Internalized Arophobia: Be Nice

For Carnival of Aros October 2020

Disclaimer: arophobia, specifically internalized arophobia I have felt.

June 2020

On yet another walk, "it is better to have loved and lost" popped into my head and struck me as strictly untrue.

While there were pleasantries to being in a committed pairing, such social conveniences did not make up for the lurking awareness of the hollowness of my automated reciprocation of romance and the hurt of rejection when they became aware of the disconnect.

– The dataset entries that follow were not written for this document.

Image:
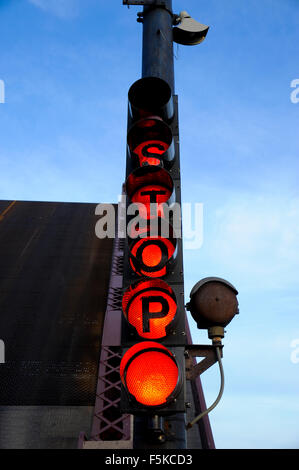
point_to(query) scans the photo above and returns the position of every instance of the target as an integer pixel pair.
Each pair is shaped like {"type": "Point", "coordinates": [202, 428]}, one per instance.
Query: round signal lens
{"type": "Point", "coordinates": [149, 256]}
{"type": "Point", "coordinates": [150, 307]}
{"type": "Point", "coordinates": [150, 374]}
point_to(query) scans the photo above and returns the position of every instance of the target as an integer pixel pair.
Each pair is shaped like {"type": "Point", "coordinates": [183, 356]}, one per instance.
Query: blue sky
{"type": "Point", "coordinates": [67, 66]}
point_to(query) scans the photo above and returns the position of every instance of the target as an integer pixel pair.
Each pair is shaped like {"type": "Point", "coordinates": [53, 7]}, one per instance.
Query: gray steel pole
{"type": "Point", "coordinates": [157, 61]}
{"type": "Point", "coordinates": [157, 55]}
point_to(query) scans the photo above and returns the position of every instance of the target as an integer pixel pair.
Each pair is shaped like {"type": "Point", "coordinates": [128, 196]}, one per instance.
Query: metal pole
{"type": "Point", "coordinates": [157, 54]}
{"type": "Point", "coordinates": [157, 61]}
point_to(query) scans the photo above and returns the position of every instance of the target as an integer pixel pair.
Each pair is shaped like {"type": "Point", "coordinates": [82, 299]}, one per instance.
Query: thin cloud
{"type": "Point", "coordinates": [61, 8]}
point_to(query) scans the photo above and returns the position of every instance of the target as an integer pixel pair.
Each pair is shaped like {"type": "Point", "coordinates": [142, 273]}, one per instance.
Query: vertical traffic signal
{"type": "Point", "coordinates": [153, 326]}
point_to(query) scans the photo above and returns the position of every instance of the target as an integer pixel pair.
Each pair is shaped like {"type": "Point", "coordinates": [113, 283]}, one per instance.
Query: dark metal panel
{"type": "Point", "coordinates": [54, 276]}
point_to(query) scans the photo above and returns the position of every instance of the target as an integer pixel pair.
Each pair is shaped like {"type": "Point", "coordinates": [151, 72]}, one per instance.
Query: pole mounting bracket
{"type": "Point", "coordinates": [208, 352]}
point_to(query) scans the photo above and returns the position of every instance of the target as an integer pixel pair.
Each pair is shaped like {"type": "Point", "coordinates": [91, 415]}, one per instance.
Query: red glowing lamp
{"type": "Point", "coordinates": [150, 374]}
{"type": "Point", "coordinates": [150, 307]}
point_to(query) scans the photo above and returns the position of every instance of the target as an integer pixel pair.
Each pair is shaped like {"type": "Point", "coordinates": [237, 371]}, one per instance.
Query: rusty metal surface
{"type": "Point", "coordinates": [54, 276]}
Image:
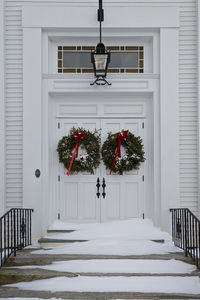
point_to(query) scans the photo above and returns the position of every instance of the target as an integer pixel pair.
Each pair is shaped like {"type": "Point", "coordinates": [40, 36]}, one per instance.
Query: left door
{"type": "Point", "coordinates": [78, 201]}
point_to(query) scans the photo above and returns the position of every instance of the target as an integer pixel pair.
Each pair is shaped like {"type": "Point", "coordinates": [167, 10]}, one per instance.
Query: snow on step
{"type": "Point", "coordinates": [120, 266]}
{"type": "Point", "coordinates": [137, 229]}
{"type": "Point", "coordinates": [143, 284]}
{"type": "Point", "coordinates": [114, 247]}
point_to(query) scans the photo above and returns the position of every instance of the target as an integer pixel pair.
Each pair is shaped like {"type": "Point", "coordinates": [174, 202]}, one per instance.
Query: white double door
{"type": "Point", "coordinates": [124, 199]}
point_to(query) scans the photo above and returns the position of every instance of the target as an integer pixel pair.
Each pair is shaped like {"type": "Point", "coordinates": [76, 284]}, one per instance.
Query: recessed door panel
{"type": "Point", "coordinates": [124, 193]}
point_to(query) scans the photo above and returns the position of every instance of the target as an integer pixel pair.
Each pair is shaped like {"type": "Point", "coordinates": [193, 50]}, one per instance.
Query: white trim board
{"type": "Point", "coordinates": [115, 17]}
{"type": "Point", "coordinates": [2, 110]}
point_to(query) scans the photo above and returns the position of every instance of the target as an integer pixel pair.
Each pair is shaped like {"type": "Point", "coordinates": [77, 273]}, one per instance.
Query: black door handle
{"type": "Point", "coordinates": [104, 187]}
{"type": "Point", "coordinates": [98, 186]}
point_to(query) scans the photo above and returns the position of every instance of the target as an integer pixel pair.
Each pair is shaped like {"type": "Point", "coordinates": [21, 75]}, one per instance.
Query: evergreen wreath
{"type": "Point", "coordinates": [89, 143]}
{"type": "Point", "coordinates": [111, 152]}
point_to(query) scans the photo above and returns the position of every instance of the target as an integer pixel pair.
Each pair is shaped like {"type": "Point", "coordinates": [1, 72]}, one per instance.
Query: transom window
{"type": "Point", "coordinates": [124, 59]}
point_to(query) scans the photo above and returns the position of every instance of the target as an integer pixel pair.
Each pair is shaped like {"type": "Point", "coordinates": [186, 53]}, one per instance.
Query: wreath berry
{"type": "Point", "coordinates": [80, 150]}
{"type": "Point", "coordinates": [133, 153]}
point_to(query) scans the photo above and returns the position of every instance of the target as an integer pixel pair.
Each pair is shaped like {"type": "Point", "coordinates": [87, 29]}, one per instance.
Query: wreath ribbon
{"type": "Point", "coordinates": [77, 137]}
{"type": "Point", "coordinates": [120, 138]}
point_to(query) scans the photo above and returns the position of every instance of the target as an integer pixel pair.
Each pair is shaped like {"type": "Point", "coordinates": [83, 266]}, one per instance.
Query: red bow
{"type": "Point", "coordinates": [120, 138]}
{"type": "Point", "coordinates": [77, 137]}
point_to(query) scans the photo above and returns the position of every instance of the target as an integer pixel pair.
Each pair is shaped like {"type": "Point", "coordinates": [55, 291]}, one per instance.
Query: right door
{"type": "Point", "coordinates": [124, 193]}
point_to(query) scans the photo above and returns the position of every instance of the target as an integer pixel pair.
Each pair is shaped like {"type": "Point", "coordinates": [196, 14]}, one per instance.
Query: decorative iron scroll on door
{"type": "Point", "coordinates": [98, 186]}
{"type": "Point", "coordinates": [104, 187]}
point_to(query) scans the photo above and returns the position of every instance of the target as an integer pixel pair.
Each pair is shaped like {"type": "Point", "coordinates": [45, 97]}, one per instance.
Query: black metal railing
{"type": "Point", "coordinates": [186, 232]}
{"type": "Point", "coordinates": [15, 232]}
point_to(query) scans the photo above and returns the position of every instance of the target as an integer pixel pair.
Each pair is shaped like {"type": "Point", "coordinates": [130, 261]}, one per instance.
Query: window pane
{"type": "Point", "coordinates": [77, 60]}
{"type": "Point", "coordinates": [124, 60]}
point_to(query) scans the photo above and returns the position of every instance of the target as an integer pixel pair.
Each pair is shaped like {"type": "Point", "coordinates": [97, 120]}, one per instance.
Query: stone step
{"type": "Point", "coordinates": [59, 231]}
{"type": "Point", "coordinates": [26, 294]}
{"type": "Point", "coordinates": [51, 242]}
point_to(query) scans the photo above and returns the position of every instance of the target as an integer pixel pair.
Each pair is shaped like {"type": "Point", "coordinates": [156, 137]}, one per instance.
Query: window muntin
{"type": "Point", "coordinates": [124, 59]}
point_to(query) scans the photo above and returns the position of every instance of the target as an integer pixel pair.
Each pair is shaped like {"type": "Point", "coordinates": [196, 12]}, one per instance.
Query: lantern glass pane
{"type": "Point", "coordinates": [100, 62]}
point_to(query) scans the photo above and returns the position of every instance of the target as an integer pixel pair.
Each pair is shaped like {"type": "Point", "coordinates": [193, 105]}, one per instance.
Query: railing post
{"type": "Point", "coordinates": [186, 232]}
{"type": "Point", "coordinates": [14, 234]}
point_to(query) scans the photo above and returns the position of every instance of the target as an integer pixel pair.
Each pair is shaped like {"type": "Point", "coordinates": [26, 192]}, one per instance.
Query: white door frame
{"type": "Point", "coordinates": [101, 172]}
{"type": "Point", "coordinates": [164, 90]}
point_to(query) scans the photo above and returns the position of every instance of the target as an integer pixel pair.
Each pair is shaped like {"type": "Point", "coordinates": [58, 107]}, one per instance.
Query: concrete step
{"type": "Point", "coordinates": [26, 257]}
{"type": "Point", "coordinates": [51, 242]}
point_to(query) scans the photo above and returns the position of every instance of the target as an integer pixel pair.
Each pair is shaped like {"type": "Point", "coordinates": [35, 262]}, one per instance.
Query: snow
{"type": "Point", "coordinates": [119, 266]}
{"type": "Point", "coordinates": [123, 230]}
{"type": "Point", "coordinates": [142, 284]}
{"type": "Point", "coordinates": [19, 298]}
{"type": "Point", "coordinates": [130, 237]}
{"type": "Point", "coordinates": [113, 247]}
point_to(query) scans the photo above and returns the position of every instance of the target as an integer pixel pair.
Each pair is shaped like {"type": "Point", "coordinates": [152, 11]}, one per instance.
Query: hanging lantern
{"type": "Point", "coordinates": [100, 57]}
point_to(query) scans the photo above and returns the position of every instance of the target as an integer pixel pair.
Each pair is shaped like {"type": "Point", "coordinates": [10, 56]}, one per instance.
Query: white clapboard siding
{"type": "Point", "coordinates": [187, 100]}
{"type": "Point", "coordinates": [188, 106]}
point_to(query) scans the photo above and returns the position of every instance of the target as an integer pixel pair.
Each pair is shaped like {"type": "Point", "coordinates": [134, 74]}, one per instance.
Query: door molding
{"type": "Point", "coordinates": [37, 97]}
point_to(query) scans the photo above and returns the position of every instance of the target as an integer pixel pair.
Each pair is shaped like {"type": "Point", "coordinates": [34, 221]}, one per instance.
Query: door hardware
{"type": "Point", "coordinates": [98, 186]}
{"type": "Point", "coordinates": [104, 187]}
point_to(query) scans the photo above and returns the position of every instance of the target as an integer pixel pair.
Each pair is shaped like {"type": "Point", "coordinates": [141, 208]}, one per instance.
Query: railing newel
{"type": "Point", "coordinates": [14, 232]}
{"type": "Point", "coordinates": [186, 232]}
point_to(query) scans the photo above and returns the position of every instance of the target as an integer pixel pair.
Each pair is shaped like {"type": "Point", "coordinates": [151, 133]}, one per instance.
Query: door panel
{"type": "Point", "coordinates": [78, 201]}
{"type": "Point", "coordinates": [124, 193]}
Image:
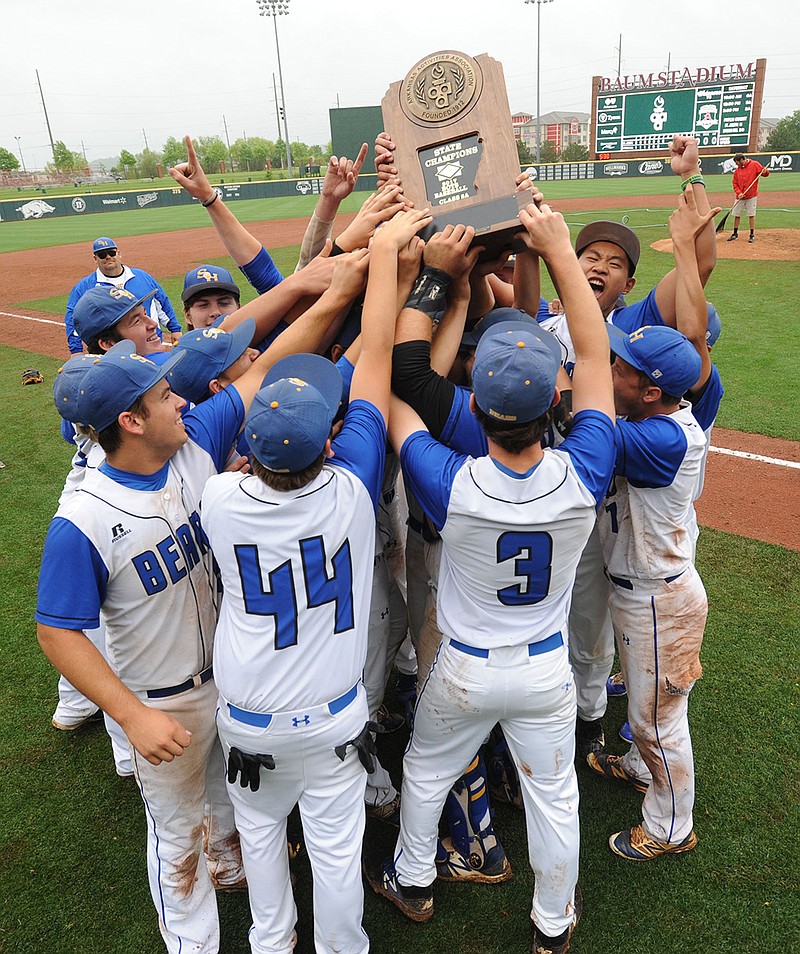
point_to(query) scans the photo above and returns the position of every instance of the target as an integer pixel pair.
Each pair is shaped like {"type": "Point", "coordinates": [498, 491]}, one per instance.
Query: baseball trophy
{"type": "Point", "coordinates": [455, 148]}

It dawned on me that defaulting to theoretically panromantic was yet another lie. I stumbled into quoiromantic and then inched myself into the deep end of plain old aro. I begrudgingly let go of the assumption that eventually I would find my person, something would click, and all the happy romantic entrapments story after story promised me would be mine.  

October 2020

I learned the Carnival of Aro's prompt was "priorities". The host asked "how important is aromanticism to you?". I knew my first instinct of "it's not" would make for a terrible blog post, so I started mind mapping.

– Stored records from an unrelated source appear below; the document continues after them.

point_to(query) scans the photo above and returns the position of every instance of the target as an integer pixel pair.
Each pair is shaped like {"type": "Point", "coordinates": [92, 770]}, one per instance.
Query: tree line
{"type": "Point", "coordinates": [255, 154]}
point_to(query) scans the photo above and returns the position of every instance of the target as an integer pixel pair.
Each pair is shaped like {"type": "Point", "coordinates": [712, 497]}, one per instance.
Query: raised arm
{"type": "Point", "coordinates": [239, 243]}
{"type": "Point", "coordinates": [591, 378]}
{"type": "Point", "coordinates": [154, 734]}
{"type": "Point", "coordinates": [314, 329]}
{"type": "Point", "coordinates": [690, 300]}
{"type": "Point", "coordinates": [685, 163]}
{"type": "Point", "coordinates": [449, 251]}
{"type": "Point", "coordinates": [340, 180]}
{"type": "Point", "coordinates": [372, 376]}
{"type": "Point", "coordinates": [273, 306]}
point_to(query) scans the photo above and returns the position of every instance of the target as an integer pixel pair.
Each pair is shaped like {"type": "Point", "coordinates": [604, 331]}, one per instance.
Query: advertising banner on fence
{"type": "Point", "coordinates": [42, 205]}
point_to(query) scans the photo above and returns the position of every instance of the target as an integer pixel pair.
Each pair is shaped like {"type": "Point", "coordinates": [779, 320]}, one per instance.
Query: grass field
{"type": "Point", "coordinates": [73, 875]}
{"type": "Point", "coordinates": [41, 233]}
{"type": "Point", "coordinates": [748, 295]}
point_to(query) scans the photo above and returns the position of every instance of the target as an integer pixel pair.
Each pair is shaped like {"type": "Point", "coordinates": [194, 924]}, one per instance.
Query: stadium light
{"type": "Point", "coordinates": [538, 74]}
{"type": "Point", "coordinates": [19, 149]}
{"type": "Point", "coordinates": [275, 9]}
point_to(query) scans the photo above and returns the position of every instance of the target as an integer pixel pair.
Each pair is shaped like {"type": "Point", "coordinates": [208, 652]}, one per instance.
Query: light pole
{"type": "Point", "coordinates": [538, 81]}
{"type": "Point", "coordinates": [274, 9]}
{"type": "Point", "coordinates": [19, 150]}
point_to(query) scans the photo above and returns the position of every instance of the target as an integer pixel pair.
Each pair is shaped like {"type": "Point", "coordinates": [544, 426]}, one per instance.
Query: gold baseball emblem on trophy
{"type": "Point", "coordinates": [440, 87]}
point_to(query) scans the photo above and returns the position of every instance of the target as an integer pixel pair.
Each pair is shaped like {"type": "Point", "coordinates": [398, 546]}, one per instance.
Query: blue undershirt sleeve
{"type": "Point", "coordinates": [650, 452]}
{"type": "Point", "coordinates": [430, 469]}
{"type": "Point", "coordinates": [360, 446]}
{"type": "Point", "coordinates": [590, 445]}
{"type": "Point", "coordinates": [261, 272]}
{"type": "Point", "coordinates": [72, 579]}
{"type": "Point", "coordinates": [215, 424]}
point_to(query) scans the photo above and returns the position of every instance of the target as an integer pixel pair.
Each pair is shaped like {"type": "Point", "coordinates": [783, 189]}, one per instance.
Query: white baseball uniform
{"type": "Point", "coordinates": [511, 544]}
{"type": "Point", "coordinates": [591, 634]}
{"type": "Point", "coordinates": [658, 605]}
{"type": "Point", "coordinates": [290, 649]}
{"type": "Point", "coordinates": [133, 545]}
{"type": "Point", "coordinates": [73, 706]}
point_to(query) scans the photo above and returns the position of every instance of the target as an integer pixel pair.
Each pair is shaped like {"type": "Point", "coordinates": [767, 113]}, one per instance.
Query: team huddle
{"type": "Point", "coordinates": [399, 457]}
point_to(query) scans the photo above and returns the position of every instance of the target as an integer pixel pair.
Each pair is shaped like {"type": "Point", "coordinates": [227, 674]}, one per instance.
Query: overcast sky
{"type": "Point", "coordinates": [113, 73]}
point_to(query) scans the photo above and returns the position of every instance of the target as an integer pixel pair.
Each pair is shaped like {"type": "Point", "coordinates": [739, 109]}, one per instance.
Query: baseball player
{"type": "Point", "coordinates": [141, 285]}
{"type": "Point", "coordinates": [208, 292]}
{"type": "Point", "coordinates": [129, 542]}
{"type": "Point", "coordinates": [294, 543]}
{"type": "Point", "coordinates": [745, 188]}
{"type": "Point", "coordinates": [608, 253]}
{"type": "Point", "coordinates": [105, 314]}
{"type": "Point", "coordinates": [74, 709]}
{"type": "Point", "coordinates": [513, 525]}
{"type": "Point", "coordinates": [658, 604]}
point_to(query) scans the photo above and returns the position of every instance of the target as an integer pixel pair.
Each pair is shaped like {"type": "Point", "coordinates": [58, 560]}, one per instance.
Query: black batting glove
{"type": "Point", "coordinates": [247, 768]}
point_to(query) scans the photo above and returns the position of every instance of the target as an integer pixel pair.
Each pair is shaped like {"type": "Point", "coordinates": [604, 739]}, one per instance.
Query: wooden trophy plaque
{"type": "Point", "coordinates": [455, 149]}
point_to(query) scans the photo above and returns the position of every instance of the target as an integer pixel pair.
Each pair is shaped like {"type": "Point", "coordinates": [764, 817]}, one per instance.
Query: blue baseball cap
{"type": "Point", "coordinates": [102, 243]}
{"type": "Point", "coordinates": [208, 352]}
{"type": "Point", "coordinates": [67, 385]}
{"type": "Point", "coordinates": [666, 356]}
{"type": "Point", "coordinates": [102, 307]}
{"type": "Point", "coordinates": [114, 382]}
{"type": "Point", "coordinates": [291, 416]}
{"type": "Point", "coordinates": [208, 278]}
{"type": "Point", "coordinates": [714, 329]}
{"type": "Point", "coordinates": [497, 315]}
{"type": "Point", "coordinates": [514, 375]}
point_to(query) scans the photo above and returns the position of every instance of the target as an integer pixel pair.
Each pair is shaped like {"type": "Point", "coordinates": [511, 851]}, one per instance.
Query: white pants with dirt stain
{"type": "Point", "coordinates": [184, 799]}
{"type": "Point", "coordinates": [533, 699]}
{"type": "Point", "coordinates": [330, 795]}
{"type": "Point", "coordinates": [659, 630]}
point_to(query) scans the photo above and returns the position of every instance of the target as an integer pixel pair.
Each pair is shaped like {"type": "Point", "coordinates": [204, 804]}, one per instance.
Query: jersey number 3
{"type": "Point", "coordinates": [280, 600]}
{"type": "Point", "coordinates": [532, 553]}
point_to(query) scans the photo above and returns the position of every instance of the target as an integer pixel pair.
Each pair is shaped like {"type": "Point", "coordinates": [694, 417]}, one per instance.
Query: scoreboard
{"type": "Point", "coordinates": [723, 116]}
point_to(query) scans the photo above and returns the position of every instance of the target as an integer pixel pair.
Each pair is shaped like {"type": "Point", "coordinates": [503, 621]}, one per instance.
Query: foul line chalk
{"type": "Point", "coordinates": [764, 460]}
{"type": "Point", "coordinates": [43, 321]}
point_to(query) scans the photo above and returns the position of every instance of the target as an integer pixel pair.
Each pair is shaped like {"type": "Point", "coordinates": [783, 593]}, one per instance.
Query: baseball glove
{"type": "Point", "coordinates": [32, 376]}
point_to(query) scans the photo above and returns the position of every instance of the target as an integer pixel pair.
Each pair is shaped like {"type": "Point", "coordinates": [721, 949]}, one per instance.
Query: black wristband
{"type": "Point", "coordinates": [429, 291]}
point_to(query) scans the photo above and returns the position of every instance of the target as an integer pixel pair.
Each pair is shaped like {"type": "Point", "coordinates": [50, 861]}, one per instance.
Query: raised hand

Why don't I prioritize my aromanticism? Do I plan to prioritize aromanticism in the future? Why were some parts of my identity easier to accept? What actions helped me process other identities I struggled with? What's my perception of aromanticism?

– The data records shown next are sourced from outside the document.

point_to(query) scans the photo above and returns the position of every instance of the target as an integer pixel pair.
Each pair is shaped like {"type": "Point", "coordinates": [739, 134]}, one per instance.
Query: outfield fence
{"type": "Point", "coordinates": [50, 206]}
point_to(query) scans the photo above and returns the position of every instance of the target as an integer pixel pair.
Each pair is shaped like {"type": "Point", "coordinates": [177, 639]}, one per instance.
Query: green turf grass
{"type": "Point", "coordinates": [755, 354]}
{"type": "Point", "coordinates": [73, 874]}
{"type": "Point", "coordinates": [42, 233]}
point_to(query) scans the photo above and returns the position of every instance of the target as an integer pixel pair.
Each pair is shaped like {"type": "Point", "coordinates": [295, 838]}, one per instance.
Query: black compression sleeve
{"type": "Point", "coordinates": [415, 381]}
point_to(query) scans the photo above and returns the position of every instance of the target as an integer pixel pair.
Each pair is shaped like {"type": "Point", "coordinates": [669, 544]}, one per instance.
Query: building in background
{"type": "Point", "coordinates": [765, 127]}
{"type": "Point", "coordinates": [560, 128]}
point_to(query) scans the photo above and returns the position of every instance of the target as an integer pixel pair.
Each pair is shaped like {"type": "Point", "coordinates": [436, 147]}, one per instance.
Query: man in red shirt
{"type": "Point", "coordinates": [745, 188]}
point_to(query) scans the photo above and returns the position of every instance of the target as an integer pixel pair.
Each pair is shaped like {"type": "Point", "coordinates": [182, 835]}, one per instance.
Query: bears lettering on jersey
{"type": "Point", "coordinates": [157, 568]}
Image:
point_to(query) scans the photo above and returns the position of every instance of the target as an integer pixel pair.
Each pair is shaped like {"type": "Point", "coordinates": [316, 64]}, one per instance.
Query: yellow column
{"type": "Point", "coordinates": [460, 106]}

Here's what I learned about myself: 

  • I perceived aromanticism as "not nice." I wanted to perceive myself as "nice." Both being aromantic and knowing I had unfair negative views toward aromanticism made it hard to perceive myself as "nice." 
  • I felt I was "owed" the structured path to lifelong happiness that the romantic path promised.

Here's what helped me get over internalized discrimination in the past:

  • Comfort Newbies - people are often kinder to others than they are to themselves
  • Learn the Nuances - you don't know what you don't know until you know it 
  • Discover the Joy - jokes and comradery can help you see the positive
  • Read Fiction - seeing characters overcoming and thriving shows that you can too
  • Journal - you may not realize your thoughts until you slow them down and dig through them

    What happened next?

I realized prioritizing aromanticism (and becoming happier by shaking off my internalized arophobia) was something I wanted to do - but not yet. Self-growth isn't a race. There isn't a cut off date. And I knew I had a lot on my plate coming up, both time-wise and introspection-wise.

I decided to wait for January 2021. That'd be just in time for AroWriMo and Aromantic Spectrum Awareness Week in February. Plus I liked the symmetry of it, since I'd first explored asexuality in January 2020.

But then I threw symmetry and work-balance to the wind and poked around on Arocalypse. The beauty of it is, sometimes all it takes is a few positive interactions and a journaling exercise to shift your mindset from "I shouldn't believe this stereotype and logically I know it isn't true" to "this stereotype isn't true."

Already I feel happier. I still want to throw an aro brouhaha for myself in January though 💚.

Call to Action

Is there an aspect of yourself you aren't a fan of? Do you think becoming more comfortable with this aspect of yourself would bring you greater joy?

Take a baby step: join a community, read a single article, have a random conversation with someone who shares that trait with you, or look up memes.